By default, Pega Platform automatically generates a unique ID for every node, using a hash of the following properties:
- name of your system
- name of the host
- the pega temp path
Because each node that shares a host has a unique pega temp path, this approach ensures that each node also has a unique ID. If you follow the Pega Platform deployment guide and use default node IDs, all your node IDs are unique by default.
If you manually specify your node IDs or use a scripting engine that assigns node IDs (such as Kubernetes Helm charts), make sure that you use a unique ID for every node. Consider the following best practices:
- If you manage node IDs using startup scripts, ensure that you do not reuse node IDs across systems.

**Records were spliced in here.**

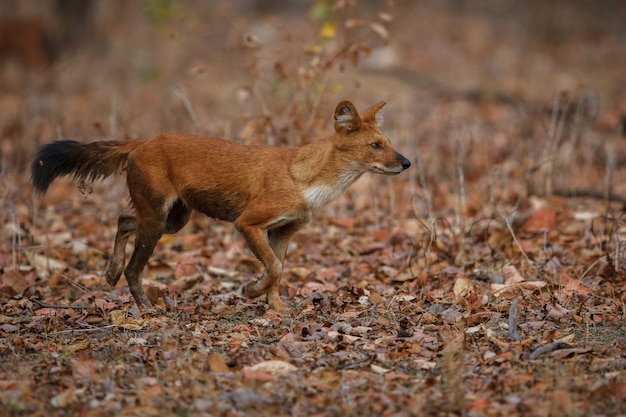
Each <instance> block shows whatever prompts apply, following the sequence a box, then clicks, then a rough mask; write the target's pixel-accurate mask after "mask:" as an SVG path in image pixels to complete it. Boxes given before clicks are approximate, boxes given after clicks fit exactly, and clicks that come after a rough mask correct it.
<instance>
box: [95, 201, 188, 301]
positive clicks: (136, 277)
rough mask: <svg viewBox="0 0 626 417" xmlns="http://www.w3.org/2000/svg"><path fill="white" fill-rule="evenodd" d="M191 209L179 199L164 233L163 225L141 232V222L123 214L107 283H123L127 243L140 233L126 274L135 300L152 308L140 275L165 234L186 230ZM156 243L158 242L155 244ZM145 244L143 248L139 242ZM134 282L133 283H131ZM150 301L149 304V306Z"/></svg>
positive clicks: (115, 245) (172, 209) (127, 215)
mask: <svg viewBox="0 0 626 417" xmlns="http://www.w3.org/2000/svg"><path fill="white" fill-rule="evenodd" d="M190 216H191V210H190V209H189V208H188V207H187V206H185V205H184V204H183V203H182V201H180V200H177V201H176V203H175V204H174V205H173V206H172V209H171V210H170V212H169V213H168V215H167V220H166V223H165V227H164V228H163V231H162V232H160V229H161V228H162V227H161V226H159V225H149V226H144V227H143V230H144V233H138V232H137V231H138V229H139V228H138V225H137V219H136V218H135V217H134V216H129V215H122V216H120V217H119V219H118V221H117V233H116V235H115V243H114V246H113V257H112V259H111V264H110V265H109V267H108V268H107V270H106V272H105V277H106V280H107V282H108V283H109V284H110V285H111V286H115V285H116V284H117V282H118V281H119V279H120V277H121V275H122V271H123V270H124V259H125V252H126V244H127V243H128V239H129V238H130V236H131V235H133V234H135V233H138V237H137V239H136V243H135V250H134V252H133V256H132V257H131V260H130V261H129V262H128V266H127V267H126V271H125V275H126V280H127V281H128V285H129V287H130V290H131V293H132V294H133V296H134V297H135V300H136V301H137V302H138V303H140V304H144V305H150V303H149V301H148V300H147V297H146V296H145V294H144V292H143V289H142V286H141V280H140V278H139V275H140V274H141V271H142V270H143V268H144V267H145V265H146V263H147V262H148V260H149V258H150V256H151V255H152V252H153V251H154V247H155V246H156V242H158V240H159V238H160V237H161V235H162V234H163V233H167V234H172V233H176V232H178V231H179V230H180V229H182V228H183V227H184V226H185V224H187V222H188V221H189V217H190ZM153 241H154V242H153ZM139 242H141V243H142V244H141V245H138V243H139ZM131 283H132V284H131ZM146 302H147V303H146Z"/></svg>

- If you deploy Pega Platform using Kubernetes containers, specify the Deployment Name option in your configuration yaml file. For more information, see https://github.com/pegasystems/pega-helm-charts/blob/master/charts/pega/README.md.
- If you use custom scripts and set nodeID as JVM arguments, set a unique value of -Didentification.nodeid for each node. We suggest that you incorporate a unique cloud container ID or use the system name and the node type in the node ID. For example, in a Pega Cloud® Services installation, the AWS EC2 instance ID is commonly used to ensure unique node IDs, which is configured in the following way: -Didentification.nodeid=WEB-i-0fff447a098521ca6.
- To ensure that your node ID is unique across systems, you can either use a unique cloud container ID or use the system name and the node type in the node ID. For example, myAppProd-web-node1 or myAppProd-batch-node1.
Installing the SSL certificate
If your network configuration does not support downloading SSL certificates on the fly, manually install the certificates.
- Open the PDC login page, for example https://[PDC Hostname]/prweb/PRSOAPServlet/[tenant]*/SOAP/PegaAES/Events.
In the URL, replace:- [PDC Hostname] with the host name of the PDC instance to which you want to connect.
- [tenant] with your unique tenant hash.
- Download the SSL certificate for that page.
For more information, see the documentation of your web browser.
For example: For Google Chrome:- On the left side of the address bar, click the View site information icon, and then click Certificate.
- On the Details tab, click Copy to File.
- Submit the file with the SSL certificate to the security team in your company.
Enabling PDC integration on a monitored system
To ensure that your Pega system sends the data that PDC needs to create usage and performance statistics, update the system configuration with a URL that references your PDC server.
- Log in to PDC.
- In the Step 2, copy the endpoint SOAP URL of your PDC server by clicking the CLICK HERE link. section, in
- Log in to Dev Studio.
- In the header of Dev Studio, click Configure > System > Settings > Predictive Diagnostic Cloud.
- In the Configuration tab, in the field, paste the SOAP URL of your PDC server.
- Click Update Configuration.
After approximately five minutes, PDC displays data from the new system.